How to encrypt your cloud storage for free

By Brad Chacos, PC World |  Storage, cloud storage, encryption

Now, click on the New icon. The installation wizard will pop back up. This time, create another encrypted folder for a different cloud service or offline folder than you did originally. For example, I created an encrypted folder in my Dropbox account to complement the BoxCryptor folder I'd already created in my SkyDrive one. Finish up the creation process as you did before, creating a password and selecting a virtual drive designation. Advanced options will pop up during the process, but you don't have to worry about those unless you're curious about the software's niche uses. Bonus: You don't have to reboot the second (or third, or fourth, or...x) time you create a BoxCryptor folder.

When you're done, a BoxCryptor.bc folder appears in the new location, and a BoxCryptor virtual drive appears on your computer, just as before. Utilize this second encrypted folder the same way you did your first one, by adding and removing files via the virtual drive, not the BoxCryptor.bc folder itself.

But what if you need to access or add a file in the encrypted folder you created the first time around?
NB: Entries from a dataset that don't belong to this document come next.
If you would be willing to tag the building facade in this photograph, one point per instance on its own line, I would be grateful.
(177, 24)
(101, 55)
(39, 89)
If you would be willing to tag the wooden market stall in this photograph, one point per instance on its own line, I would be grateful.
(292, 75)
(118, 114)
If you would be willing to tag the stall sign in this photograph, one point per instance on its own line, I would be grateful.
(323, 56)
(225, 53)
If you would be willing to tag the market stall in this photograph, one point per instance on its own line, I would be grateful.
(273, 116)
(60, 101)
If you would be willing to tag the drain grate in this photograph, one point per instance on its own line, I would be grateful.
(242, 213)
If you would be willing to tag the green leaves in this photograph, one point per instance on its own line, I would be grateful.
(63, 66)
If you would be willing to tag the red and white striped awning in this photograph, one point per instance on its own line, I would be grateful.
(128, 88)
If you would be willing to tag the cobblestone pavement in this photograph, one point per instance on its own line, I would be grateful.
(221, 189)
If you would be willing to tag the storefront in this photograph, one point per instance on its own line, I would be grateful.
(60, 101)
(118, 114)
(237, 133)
That virtual drive--but not the folder itself--disappeared when you removed it from the BoxCryptor list to create your second encrypted folder. Fear not: It's easy to connect back to your previously created BoxCryptor folders.

First, Remove your current virtual drive in the Advanced Mode as you did before, but this time, click Add rather than New when you're done. You'll be asked to choose the location of a BoxCryptor folder; select your originally created BoxCryptor.bc destination. (In SkyDrive, in my case.) Next, choose a letter for the virtual drive you're creating, ignore the advanced options, and enter your password for the encrypted folder when prompted. Bam! A virtual drive connected to your original BoxCryptor folder appears on your computer, allowing you to encrypt and decrypt your files to your heart's content.
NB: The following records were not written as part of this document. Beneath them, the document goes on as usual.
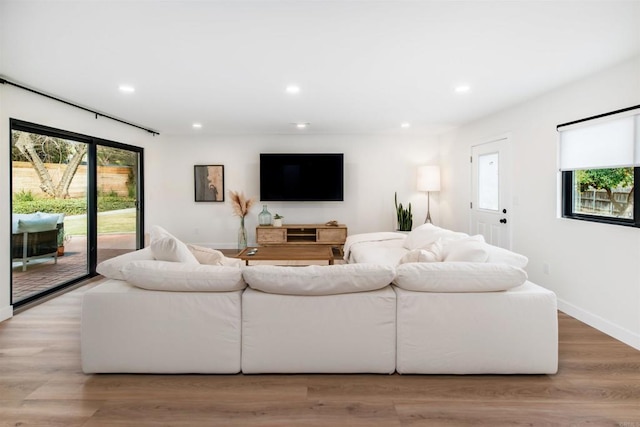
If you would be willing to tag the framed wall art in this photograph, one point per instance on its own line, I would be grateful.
(209, 183)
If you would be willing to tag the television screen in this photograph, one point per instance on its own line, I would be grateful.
(302, 177)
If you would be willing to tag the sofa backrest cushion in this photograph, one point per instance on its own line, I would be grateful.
(318, 279)
(210, 256)
(426, 234)
(501, 255)
(112, 268)
(458, 277)
(468, 249)
(181, 277)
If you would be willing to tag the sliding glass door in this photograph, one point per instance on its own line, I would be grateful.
(74, 203)
(118, 219)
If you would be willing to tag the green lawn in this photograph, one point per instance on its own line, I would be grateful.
(108, 222)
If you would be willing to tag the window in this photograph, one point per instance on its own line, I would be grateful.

Deselecting and reactivating virtual drives in order to jump between multiple encrypted folders gets the job done, but running through the reactivation process over and over again gets very tedious if you bounce between multiple services on a regular basis. If you want to maintain several encrypted folders and plan on using them often, I highly recommend upgrading to the $40 Unlimited Personal license--both to cut back on the headache and to support the developers of this excellent piece of software.